When Bill and Kathy Collins purchased 54 acres of Zinfandel vines in northern Napa Valley in 1968, there was not much of a market for fine wine in the U.S. But at the time they were content hauling the grapes down to their Los Altos Hills home and making wine in a friend’s basement. Little did they know that in less than a decade they’d make a wine that Robert Parker would call “one of the great classics of the seventies, as well as a testament to what heights California Cabernet Sauvignon can achieve.”

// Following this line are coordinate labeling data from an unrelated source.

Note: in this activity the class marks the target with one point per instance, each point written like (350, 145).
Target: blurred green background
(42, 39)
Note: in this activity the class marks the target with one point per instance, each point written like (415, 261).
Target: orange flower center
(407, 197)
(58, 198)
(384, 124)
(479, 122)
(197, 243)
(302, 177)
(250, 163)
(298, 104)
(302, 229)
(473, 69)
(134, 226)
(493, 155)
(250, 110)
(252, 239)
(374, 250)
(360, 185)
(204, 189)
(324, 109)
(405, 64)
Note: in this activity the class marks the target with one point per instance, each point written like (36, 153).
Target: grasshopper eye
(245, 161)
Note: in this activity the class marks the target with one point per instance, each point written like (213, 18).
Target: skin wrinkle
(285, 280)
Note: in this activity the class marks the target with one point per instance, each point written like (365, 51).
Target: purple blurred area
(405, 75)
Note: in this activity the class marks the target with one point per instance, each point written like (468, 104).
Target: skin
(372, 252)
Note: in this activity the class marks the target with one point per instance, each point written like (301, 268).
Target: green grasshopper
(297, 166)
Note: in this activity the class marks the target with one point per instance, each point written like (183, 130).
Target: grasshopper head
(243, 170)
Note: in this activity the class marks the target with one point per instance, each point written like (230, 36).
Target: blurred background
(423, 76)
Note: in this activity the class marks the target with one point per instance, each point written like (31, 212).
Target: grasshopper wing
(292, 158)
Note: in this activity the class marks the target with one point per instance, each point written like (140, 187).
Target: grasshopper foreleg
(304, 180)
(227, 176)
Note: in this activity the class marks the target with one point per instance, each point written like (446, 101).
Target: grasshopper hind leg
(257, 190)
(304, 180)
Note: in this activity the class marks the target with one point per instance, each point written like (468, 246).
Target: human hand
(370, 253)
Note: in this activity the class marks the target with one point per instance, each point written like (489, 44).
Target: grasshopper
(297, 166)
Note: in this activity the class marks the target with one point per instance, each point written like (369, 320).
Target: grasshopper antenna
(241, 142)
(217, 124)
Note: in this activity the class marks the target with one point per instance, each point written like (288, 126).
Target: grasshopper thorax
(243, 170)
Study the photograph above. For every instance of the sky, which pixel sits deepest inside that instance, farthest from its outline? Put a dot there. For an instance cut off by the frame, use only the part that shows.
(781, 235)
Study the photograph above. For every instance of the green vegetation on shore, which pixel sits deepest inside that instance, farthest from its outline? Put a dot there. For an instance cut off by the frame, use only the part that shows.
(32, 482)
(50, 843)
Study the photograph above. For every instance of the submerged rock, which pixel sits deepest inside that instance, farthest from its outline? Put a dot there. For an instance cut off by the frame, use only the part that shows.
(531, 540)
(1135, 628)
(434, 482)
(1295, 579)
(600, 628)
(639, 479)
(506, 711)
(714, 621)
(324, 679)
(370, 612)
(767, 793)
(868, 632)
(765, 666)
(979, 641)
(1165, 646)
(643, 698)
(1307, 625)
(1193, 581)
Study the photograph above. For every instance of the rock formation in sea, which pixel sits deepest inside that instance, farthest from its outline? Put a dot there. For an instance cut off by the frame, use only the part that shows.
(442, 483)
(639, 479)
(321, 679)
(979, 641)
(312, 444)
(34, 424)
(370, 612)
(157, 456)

That was the 1974 Conn Creek Eisele Vineyard Cabernet Sauvignon, and it was the beginning of Conn Creek’s enduring commitment to Bordeaux-styled red wines. Bill and Kathy always knew they wanted to make Cabernet Sauvignon; Kathy became enamored of the varietal when she taught school in France, and Bill, an Annapolis Naval Academy graduate and electronics executive whose travels often took him to France, recognized early on that Napa Valley had the ideal climate and topography for Cabernet. So in addition to replacing the non-producing Zinfandel vines in their own vineyard with Bordeaux varieties, they began sourcing Cabernet Sauvignon from other Napa Valley grape growers.
It proved to be a good strategy. Through the seventies and into the mid-eighties when they eventually sold the winery, Conn Creek made some of the most highly acclaimed wines in California, including several from the Collins’ own vineyard.
By 1979, they outgrew the facility they’d been leasing for several years. So Bill Collins, working primarily with his vineyard crew, built what is now the Conn Creek Winery in the Rutherford appellation. In what was perhaps the first “green” winery building in Napa Valley, they installed 12”-thick walls made of styrofoam, steel mesh, gunite and a total of 20,000 corks. This energy-efficient design--ground-breaking for its time--drew the attention of architects from all over the world. Variations on this type of construction have been used in buildings and wineries worldwide ever since.